Di dalam reaktor biogas, terdapat dua jenis bakteri yang sangat berperan, yakni bakteri asam dan bakteri methan. Kedua jenis bakteri ini perlu eksis dalam jumlah yang berimbang. Kegagalan reaktor biogas bisa dikarenakan tidak seimbangnya populasi bakteri methan terhadap bakteri asam yang menyebabkan lingkungan menjadi sangat asam (pH kurang dari 7) yang selanjutnya menghambat kelangsungan hidup bakteri methan (Garcelon dkk).

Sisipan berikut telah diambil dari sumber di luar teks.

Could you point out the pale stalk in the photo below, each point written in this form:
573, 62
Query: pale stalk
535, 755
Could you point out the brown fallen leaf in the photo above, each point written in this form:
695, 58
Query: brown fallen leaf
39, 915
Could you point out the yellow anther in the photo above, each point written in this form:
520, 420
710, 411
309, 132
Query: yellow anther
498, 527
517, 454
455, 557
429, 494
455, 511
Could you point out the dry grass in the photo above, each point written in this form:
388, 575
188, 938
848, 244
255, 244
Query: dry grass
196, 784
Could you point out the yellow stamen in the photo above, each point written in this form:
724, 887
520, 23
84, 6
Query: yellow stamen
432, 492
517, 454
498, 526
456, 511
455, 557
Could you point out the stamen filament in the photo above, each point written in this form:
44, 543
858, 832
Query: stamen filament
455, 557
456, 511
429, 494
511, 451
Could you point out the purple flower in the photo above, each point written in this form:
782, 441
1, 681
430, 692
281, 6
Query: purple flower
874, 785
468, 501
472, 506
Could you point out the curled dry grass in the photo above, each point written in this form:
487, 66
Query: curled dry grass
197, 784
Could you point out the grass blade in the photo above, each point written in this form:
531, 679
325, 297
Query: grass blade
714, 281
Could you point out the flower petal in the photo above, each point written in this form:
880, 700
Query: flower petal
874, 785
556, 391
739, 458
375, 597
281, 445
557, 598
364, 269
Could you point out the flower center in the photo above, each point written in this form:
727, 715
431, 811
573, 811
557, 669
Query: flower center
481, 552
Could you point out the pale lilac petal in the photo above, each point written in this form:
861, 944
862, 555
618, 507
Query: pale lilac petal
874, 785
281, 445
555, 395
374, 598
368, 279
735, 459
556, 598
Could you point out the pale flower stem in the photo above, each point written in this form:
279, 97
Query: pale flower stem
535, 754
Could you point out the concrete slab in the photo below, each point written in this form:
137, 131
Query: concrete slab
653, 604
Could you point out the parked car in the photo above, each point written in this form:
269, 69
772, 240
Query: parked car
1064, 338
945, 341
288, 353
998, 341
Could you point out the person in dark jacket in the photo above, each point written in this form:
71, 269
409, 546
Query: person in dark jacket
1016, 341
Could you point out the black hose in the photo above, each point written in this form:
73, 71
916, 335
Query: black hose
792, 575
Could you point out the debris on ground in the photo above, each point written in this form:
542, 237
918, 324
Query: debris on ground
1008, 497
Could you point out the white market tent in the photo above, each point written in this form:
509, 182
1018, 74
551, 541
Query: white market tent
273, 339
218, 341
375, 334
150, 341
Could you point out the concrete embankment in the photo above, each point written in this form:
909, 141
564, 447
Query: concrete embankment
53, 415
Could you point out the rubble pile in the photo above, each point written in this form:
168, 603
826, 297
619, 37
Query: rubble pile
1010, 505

Keasaman substrat/media biogas dianjurkan untuk berada pada rentang pH 6.5 s/d 8 (Garcelon dkk). Bakteri methan ini juga cukup sensitif dengan temperatur. Temperatur 35 oC diyakini sebagai temperatur optimum untuk perkembangbiakan bakteri methan (Garcelon dkk).
Jenis reaktor biogas
Dilihat dari sisi konstruksinya, pada umumnya reaktor biogas bisa digolongkan dalam dua jenis, yakni fixed dome dan floating drum.
Fixed dome mewakili konstruksi reaktor yang memiliki volume tetap sehingga produksi gas akan meningkatkan tekanan di dalam reaktor. Sedangkan floating drum berarti ada bagian pada konstruksi reaktor yang bisa bergerak untuk menyesuaikan dengan kenaikan tekanan reaktor. Pergerakan bagian reaktor tersebut juga menjadi tanda telah dimulainya produksi gas di dalam reaktor biogas.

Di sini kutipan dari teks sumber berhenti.